From: Aidan Hogan <aidhog@gmail.com>
Date: Tue, 25 May 2021 18:42:55 -0400
To: Dan Brickley <danbri@danbri.org>
Cc: semantic-web@w3.org
Message-ID: <fa44f183-361a-657c-5e3e-e2fd365b1f58@gmail.com>
On 2021-05-24 2:50, Dan Brickley wrote:
> 
> 
> On Mon, 24 May 2021 at 07:10, Aidan Hogan <aidhog@gmail.com 
> <mailto:aidhog@gmail.com>> wrote:
> 
>     On 2021-05-23 7:06, Peter F. Patel-Schneider wrote:
>      > So it appears that you agree with me that signing a document
>     serializing
>      > an RDF dataset according using the algorithms in Linked Data
>     Proofs 1.0
>      > do not meet the usual computer security requirements.
> 
>     Hmm, I'm not sure. I guess it depends on the specific security
>     requirements (and I'm not an expert on such topics).
> 
>     However, I think most of the issues you mention might lead to a verify
>     returning *false* "unexpectedly" because while verifying, you extract a
>     dataset (or signature parameters) different from the original graph (or
>     signature parameters) passed to the sign function. This type of false
>     negative seems to affect something more akin to "usability" rather than
>     security: it seems to me to err on the side of caution.
> 
>     If verify were returning *true* unexpectedly, I would have to imagine
>     that that would be more worrying in terms of security requirements, but
>     I don't think such issues are likely as they would seemingly break some
>     of the guarantees of the underlying cryptography (used in sign).
> 
> 
> semantic-web@w3.org <mailto:semantic-web@w3.org> is the wrong forum to 
> be conducting a security review of this “design input”.

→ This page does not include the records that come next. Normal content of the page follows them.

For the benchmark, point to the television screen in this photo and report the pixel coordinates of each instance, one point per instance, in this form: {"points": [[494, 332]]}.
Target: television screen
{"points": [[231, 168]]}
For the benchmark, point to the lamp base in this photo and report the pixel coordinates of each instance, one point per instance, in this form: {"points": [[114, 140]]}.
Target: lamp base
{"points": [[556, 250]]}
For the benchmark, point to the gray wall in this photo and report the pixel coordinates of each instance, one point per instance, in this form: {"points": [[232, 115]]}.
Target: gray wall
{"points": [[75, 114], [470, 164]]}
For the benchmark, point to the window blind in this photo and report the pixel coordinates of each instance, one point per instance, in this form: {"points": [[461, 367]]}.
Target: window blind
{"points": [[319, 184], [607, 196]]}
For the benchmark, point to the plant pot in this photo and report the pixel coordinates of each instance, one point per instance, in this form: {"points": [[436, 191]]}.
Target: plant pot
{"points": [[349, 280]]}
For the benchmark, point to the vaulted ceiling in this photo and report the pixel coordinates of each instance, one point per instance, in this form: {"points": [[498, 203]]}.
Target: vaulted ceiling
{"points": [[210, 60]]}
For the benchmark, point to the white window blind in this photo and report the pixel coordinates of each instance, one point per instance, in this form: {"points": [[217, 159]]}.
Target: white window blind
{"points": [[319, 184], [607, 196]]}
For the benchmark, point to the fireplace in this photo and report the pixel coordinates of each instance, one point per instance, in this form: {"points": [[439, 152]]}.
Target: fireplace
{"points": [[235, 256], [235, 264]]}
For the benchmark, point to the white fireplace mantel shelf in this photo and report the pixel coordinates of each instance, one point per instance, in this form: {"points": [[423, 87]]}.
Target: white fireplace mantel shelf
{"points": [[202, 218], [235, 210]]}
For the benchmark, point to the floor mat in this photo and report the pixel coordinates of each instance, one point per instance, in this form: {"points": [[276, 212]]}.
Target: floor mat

I agree, but feel it important to clarify that the discussion on this 
list -- even if it relates to security -- is not a problem. The problem 
is if the discussion on this list is perceived as a "security review".

I think the discussion here can be fruitful for several reasons, even if 
we are not security experts. Some thoughts along those lines:

- A proof is a proof. It does not matter if a proof was provided by a 
security expert with 30 years of professional expertise, or a 9 year old 
schoolkid with a purple crayon. If the proof is good it will concisely 
convince whoever takes the time to understand it. I would rather a good 
proof that I can understand than the word of a world-leading security 
expert (aka. an appeal to authority).

- The issues being discussed here relate more to the definitions of RDF 
datasets -- how they are serialised or deserialised, how signature 
metadata can be embedded and extracted, etc. -- than cryptography.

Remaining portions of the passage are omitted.